Wolf explained many things about the old tannages and process’ that went into making the hard leathers that made up my vintage leather jackets. Chrome tanning has been around since the 19th century and in the industrial age where multiple use garments and speed were important factors, chrome tanning very quickly replaced vegetable tanning. Chrome tanning takes relatively little time compared to the month required to veg. tan, also chrome tanning produces a skin more receptive to dying and produces a more waterproof hide. Wolf told me that in the early days they used a combination to produce a tough hide, the initial tannage would be a chrome tan or a syntan, and then the hides would be finished with a vegetable tan and shrinkage.

Syntan is a synthetic tannage that has the characteristics of vegetable tannage without the smell and color negatives associated with vegetable tanning.

Early vegetable tanned leather was typically tanned with sumac, oakbark or nogwood, then oiled, then milled and then shrunk dried This shrinkage results in the compression of the leather fibres and a 30% to 40% loss in size of the hide. This accentuates the grain and strengthens and hardens the leather; two effects not sought after in todays leather market.

Black leather cannot be made with the oak tannages as it bleeds colour, it cannot be made with the syntan cause the colour bleaches out, according to Wolf it was made with logwood. Logwood was the perfect tannage for black leather. Ive even found a valuable copy of a book detailing the various tannages and chemistries for tanning liquors down to the smallest details for the various regions of North America. Its amazing to begin to understand what went into making these classic American jackets, all the expertise and knowhow that is lost or otherwise moved on.
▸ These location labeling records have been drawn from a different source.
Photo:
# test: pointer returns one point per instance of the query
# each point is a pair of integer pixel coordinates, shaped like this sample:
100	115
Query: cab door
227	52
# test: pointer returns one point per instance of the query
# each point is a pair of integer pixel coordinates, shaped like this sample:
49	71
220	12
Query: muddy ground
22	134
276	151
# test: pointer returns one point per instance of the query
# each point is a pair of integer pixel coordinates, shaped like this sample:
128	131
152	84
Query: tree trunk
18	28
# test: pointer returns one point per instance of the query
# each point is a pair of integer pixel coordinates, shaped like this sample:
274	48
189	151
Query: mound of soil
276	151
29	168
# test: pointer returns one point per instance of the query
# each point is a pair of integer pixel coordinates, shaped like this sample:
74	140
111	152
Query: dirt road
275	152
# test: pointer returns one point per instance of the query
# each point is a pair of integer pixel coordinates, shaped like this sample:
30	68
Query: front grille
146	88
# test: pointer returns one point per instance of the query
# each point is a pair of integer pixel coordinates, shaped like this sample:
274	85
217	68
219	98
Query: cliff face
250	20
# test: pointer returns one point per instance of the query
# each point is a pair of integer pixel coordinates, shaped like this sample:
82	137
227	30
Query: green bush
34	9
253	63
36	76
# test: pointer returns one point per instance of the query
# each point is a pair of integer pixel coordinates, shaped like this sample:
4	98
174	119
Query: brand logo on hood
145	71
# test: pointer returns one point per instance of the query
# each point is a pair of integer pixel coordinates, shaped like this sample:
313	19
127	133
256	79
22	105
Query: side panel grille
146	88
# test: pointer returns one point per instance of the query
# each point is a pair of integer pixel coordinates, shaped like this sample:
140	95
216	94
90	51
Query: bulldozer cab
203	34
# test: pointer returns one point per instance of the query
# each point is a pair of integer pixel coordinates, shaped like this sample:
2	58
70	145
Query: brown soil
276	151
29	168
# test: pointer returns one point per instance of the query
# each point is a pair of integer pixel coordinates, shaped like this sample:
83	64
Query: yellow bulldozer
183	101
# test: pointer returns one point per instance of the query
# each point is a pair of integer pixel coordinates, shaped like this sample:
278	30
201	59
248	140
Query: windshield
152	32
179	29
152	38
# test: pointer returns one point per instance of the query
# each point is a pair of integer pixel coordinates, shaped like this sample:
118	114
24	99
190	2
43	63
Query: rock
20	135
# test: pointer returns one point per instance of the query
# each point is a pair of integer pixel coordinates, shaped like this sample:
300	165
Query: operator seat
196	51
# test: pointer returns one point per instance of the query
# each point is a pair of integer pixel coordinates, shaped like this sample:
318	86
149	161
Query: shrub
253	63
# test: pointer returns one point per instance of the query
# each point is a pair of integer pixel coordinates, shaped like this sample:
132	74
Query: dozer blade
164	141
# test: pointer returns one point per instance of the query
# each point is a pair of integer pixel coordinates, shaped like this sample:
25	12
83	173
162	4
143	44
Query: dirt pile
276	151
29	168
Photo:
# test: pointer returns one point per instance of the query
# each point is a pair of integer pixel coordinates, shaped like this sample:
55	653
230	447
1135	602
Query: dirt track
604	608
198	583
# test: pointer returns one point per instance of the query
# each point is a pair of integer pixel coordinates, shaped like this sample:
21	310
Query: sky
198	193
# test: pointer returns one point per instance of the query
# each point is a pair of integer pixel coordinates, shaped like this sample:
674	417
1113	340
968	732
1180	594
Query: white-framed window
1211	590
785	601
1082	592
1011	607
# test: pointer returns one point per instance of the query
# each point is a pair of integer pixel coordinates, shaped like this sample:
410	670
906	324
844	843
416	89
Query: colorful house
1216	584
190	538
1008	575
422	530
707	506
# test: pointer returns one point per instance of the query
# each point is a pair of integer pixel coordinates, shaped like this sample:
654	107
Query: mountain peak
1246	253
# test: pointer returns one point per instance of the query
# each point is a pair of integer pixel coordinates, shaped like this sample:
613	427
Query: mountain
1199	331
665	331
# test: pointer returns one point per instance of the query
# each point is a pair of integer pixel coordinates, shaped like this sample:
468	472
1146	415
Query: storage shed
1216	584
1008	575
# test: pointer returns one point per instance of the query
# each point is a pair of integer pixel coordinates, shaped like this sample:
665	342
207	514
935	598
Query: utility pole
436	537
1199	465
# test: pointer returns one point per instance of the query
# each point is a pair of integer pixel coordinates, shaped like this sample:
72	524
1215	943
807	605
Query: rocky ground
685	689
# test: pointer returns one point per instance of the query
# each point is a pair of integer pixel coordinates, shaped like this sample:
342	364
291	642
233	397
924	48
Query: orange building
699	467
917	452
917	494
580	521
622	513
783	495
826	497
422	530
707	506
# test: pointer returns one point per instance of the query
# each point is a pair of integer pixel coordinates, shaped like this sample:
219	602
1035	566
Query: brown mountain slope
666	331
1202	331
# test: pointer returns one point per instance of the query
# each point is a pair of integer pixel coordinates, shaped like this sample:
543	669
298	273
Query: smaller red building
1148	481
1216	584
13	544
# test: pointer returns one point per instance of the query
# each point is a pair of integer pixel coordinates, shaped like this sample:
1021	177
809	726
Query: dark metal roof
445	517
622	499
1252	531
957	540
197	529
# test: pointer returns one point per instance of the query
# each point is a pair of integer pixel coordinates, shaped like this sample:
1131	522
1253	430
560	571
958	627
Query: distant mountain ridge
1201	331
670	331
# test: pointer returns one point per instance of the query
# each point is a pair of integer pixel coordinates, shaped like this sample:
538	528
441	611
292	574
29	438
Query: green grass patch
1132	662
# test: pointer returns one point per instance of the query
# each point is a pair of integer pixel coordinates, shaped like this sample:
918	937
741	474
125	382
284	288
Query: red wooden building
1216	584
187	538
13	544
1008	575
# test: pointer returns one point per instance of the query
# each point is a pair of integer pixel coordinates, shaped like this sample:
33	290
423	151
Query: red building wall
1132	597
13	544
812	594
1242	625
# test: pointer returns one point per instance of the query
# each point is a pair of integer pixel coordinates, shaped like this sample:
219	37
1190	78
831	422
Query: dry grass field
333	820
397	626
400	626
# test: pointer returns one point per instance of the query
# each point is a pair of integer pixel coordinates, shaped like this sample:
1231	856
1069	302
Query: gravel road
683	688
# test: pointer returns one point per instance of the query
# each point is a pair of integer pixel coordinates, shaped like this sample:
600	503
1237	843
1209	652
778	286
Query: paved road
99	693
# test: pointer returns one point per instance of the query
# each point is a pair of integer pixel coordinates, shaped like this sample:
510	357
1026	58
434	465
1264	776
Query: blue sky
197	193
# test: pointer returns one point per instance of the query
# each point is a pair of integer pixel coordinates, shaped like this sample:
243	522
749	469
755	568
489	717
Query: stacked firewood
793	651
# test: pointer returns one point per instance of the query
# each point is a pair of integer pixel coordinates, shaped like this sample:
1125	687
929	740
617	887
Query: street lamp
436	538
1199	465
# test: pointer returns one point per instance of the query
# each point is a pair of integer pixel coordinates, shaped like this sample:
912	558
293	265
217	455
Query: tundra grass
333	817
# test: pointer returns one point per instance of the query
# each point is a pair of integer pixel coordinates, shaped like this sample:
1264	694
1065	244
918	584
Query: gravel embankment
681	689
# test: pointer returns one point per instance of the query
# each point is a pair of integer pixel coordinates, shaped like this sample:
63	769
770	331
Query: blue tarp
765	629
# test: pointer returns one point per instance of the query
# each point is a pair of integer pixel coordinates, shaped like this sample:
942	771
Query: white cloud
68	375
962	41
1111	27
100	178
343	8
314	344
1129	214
The next bunch of postings Im going to explore why these old tannages and leathers are important and how we are failing as consumers and buyers by purchasing cheaply made, poorly sewn and designed butter soft cheap vintage replica jackets. It is super important to remember that when you purchase something made overseas, not just the local economy culture and knowhow is diminished but that the environment, ecology and global health is diminished as well. Many companies are exploring the old ways of production and design and many are succeeding in many aspects. Perfection is always the goal!